Revenu d’exil en 1990, après la chute du communisme, Ion Raţiu a compté parmi les personnalités qui ont reconstruit le Parti National Paysan Chrétien et Démocrate (PNTCD) et ont œuvré pour refaire le climat démocratique en Roumanie.

Ion Raţiu – milliant pour la démocratie dans l’exil
Ion Raţiu – milliant pour la démocratie dans l’exil

, 04.09.2017, 13:00

Revenu d’exil en 1990, après la chute du communisme, Ion Raţiu a compté parmi les personnalités qui ont reconstruit le Parti National Paysan Chrétien et Démocrate (PNTCD) et ont œuvré pour refaire le climat démocratique en Roumanie.

Ion Raţiu est né le 6 juin 1917 à Turda, dans l’ouest du pays, dans une famille d’intellectuels roumains qui ont lutté pour les droits nationaux des Roumains dans l’Empire des Habsbourg et d’Autriche-Hongrie. Il a étudié le droit à Cluj et l’économie à Cambridge et il a été un militant du Parti National Paysan. En 1940 il entre au ministère des Affaires Etrangères comme diplomate et il est envoyé tout de suite à Londres, en février 1940. Après l’occupation nazie de la France, principal allié de la Roumanie, Ion Raţiu continue à travailler à la légation roumaine de Londres jusqu’en septembre 1940, lorsque le général Antonescu et le mouvement d’extrême-droite « la Garde de Fer » accèdent au pouvoir à Bucarest. Anglophile et francophile, Raţiu refuse d’accepter que la Roumanie ait rejoint la coalition dirigée par l’Allemagne nazie.
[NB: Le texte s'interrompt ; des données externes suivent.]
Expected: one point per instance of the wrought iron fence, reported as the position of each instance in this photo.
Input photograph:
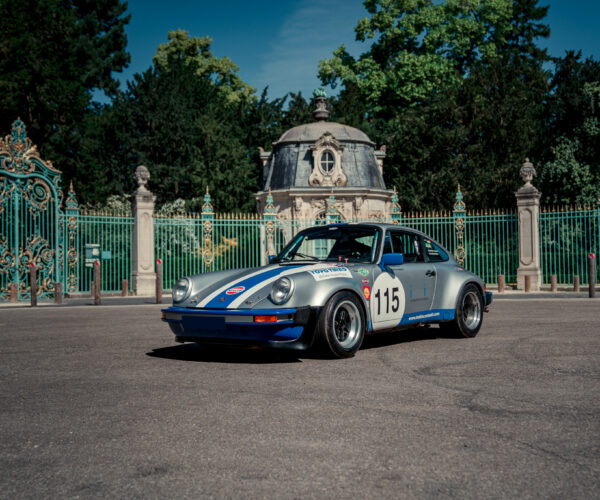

En 1985, dans une interview pour l’émission « L’actualité roumaine » de Radio Free Europe et conservée dans les archives du Centre d’histoire orale de la Radiodiffusion roumaine, Ion Raţiu racontait dans quelles conditions il était resté en Grande Bretagne : « Après le départ du roi Carol II et l’instauration en Roumanie de l’Etat national légionnaire (d’extrême-droite), j’ai démissionné, en septembre 1940. Je me suis rendu au ministère britannique des Affaires Etrangères et j’ai demandé l’asile politique, qui m’a été immédiatement accordé. J’ai eu la grande chance de recevoir une bourse à Cambridge où j’ai étudié pendant 3 ans, obtenant un diplôme en sciences économiques. Pendant que j’étais à Cambridge, j’ai parlé à la radio du problème transylvain, notamment après que la Roumanie se soit vu ravir la Transylvanie du nord, en 1940. Toujours pendant cette période passée à Cambridge, j’ai été actif au sein de l’association des étudiants roumains de Grande Bretagne. »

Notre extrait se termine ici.